Scottish Elections (Franchise and Representations) Bill Passed

Scottish Elections (Franchise and Representations) Bill Passed

On 20 February 2020, after years of campaigning, legislation was finally passed to lift the blanket ban on convicted prisoners voting.

It's been fifteen years since the European Court of Human Rights (ECtHR) ruled that the UK blanket ban on prisoner voting was in breach of Article 3 of Protocol 1 (A3P1) of the European Convention on Human Rights (ECHR) (Hirst v. the United Kingdom (No.2)).

We gave evidence to the Referendum (Scotland) Bill Committee on the Scottish Independence Referendum (Franchise) Bill. We gave evidence to the Equalities and Human Rights Committee. We responded to the Scottish Government's consultation on prisoner voting. We gave written and oral evidence to the Standards, Procedures and Public Appointment Committee. 

We argued that a custodial sentence alone was too low a threshold for the loss of such an important right. That removing the right to vote from those serving shorter sentences had particularly arbitrary effects. That it worked against rehabilitation. That this was an opportunity to put down a marker about the value placed on democratic rights and social justice in Scotland. That we should follow the example set by other Council of Europe states. That it was about human rights and citizenship. That it was about much more than the minimum level of compliance with our legal obligations.

And on Thursday 20 February 2020, with 92 votes 'for' and 27 votes 'against', the Scottish Elections (Franchise and Representations) Bill was passed, enfranchising those sentenced to 12 months or less in custody, and ensuring that a review of the appropriateness of the 12 months cut-off point was delivered by 4 May 2023. 

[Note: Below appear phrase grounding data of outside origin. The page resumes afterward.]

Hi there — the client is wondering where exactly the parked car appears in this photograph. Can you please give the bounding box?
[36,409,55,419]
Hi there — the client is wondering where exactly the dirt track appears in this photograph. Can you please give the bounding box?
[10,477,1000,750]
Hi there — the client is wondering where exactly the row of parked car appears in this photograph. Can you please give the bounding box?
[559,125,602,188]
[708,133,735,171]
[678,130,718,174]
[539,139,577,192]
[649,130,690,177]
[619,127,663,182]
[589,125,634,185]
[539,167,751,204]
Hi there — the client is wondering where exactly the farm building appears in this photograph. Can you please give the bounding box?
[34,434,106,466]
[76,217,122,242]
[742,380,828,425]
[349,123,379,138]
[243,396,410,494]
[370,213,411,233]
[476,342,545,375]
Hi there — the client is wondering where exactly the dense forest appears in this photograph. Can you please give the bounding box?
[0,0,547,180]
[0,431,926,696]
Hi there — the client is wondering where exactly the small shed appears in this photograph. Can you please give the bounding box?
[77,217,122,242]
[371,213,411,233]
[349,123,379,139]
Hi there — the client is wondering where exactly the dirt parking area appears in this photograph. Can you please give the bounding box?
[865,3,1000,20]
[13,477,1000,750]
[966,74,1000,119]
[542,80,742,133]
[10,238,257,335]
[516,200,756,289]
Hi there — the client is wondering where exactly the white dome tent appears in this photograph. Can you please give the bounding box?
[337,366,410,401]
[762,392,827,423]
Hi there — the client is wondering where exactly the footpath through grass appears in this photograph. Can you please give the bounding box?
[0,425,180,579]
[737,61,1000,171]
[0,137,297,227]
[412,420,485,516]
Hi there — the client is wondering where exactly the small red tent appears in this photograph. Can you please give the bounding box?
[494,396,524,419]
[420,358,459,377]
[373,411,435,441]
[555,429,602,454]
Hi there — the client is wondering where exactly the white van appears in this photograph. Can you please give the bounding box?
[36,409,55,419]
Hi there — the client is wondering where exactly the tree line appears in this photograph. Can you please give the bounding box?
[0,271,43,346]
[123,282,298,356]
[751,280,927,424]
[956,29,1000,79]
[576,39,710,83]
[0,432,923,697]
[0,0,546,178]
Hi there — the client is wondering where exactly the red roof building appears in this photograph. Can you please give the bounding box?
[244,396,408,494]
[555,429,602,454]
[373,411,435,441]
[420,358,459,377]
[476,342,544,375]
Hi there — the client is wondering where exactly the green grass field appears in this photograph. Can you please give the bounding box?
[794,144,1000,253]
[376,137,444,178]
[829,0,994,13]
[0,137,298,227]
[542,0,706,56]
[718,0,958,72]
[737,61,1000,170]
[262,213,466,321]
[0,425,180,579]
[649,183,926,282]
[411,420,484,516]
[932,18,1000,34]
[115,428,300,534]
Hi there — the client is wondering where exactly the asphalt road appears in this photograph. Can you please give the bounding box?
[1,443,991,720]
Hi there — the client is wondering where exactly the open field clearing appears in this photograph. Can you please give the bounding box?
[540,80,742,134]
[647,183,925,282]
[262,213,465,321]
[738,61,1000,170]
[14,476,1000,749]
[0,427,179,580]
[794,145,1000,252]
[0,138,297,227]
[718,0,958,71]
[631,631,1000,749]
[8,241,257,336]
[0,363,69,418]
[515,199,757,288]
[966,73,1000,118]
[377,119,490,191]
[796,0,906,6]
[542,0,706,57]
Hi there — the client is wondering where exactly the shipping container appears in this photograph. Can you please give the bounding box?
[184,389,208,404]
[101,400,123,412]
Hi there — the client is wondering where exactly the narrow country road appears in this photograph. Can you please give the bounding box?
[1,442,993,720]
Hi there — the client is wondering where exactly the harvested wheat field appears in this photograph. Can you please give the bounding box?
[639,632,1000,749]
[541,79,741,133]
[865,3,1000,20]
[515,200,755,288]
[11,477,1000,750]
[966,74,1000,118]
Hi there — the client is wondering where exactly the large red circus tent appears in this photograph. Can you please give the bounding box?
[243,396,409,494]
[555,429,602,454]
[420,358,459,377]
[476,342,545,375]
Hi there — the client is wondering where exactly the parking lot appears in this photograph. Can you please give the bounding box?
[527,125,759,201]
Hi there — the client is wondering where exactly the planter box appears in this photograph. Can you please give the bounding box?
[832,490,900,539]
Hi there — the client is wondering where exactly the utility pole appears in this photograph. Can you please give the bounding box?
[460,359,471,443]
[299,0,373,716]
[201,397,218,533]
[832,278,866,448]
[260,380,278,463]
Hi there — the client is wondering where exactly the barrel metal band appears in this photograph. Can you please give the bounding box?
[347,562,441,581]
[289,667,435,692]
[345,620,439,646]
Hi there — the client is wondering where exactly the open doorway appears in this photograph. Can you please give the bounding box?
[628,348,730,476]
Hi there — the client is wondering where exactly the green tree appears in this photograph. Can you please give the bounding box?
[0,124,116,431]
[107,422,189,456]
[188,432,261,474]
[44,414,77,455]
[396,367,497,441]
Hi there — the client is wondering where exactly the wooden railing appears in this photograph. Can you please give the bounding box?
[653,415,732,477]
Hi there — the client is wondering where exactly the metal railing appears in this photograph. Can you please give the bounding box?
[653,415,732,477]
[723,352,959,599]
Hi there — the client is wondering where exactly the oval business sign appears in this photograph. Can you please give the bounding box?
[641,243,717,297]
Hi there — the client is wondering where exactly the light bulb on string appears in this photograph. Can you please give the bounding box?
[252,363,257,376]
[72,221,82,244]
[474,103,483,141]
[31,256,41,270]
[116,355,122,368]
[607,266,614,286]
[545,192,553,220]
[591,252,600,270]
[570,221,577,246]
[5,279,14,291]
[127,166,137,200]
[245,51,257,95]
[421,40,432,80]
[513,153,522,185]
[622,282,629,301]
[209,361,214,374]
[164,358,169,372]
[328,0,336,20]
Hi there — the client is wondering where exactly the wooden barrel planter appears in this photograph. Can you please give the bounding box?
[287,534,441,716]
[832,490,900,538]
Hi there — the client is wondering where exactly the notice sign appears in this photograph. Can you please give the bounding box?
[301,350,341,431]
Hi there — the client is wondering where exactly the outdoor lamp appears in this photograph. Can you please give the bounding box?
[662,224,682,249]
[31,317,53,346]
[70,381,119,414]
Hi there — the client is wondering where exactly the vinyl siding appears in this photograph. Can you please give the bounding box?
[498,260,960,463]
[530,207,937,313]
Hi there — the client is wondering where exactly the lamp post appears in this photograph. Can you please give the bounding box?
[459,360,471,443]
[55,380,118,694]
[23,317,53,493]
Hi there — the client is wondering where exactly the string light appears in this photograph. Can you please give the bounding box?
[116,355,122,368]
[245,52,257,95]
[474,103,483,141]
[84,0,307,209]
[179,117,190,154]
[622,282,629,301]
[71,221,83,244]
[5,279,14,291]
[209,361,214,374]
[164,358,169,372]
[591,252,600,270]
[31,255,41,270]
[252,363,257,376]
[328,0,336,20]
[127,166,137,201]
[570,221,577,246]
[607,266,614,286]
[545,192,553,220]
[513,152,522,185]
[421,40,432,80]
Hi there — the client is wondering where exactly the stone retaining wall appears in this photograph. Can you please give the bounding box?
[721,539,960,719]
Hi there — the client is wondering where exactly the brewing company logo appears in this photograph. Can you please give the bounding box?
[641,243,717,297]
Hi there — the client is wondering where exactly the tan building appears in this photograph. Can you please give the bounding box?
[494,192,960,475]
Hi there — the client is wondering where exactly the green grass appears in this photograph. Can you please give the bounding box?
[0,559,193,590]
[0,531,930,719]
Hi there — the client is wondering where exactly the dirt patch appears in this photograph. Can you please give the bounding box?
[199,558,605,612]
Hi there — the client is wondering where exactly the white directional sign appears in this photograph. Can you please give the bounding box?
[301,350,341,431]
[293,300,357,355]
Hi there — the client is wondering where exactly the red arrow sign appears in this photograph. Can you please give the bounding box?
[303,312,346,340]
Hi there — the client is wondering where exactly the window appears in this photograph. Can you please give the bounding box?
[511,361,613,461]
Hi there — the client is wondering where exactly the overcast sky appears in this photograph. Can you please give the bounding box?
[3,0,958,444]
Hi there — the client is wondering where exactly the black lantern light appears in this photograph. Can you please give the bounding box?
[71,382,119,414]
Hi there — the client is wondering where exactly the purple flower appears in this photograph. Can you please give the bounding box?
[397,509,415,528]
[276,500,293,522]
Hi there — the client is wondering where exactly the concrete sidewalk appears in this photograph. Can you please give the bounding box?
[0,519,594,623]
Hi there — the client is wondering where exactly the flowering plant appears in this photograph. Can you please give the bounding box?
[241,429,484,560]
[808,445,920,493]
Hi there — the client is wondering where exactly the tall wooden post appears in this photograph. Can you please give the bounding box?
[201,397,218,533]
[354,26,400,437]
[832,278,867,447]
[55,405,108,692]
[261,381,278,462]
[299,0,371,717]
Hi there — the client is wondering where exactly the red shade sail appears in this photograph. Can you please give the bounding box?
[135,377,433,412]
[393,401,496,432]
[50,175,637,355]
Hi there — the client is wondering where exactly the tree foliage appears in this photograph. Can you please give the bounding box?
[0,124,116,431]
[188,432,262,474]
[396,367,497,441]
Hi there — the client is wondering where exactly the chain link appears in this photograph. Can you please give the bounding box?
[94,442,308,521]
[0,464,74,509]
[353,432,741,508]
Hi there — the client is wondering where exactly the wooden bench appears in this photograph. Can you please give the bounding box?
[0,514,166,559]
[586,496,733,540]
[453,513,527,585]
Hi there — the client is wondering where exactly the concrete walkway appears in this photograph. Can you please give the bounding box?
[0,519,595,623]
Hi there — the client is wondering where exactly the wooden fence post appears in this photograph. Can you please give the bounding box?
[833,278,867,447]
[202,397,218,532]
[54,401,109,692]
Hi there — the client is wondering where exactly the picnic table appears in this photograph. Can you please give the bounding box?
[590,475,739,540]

We're delighted that the blanket ban has been removed, and wish to thank all our members and supporters past and present for their efforts in helping us and others to achieve this.

Of course, there's more to be done ... only extending the franchise to those sentenced to 12 months or less could still be successfully challenged through the European Court of Human Rights. We need to legislate to extend voting rights much further, so that all those people who have spent time in prison return to a community of which they feel a part and believe that they have a stake in its future. We'll also need to ensure that those who wish to vote have the information and support required to do so.

But today, let's take a (brief) moment to remember how far we've come.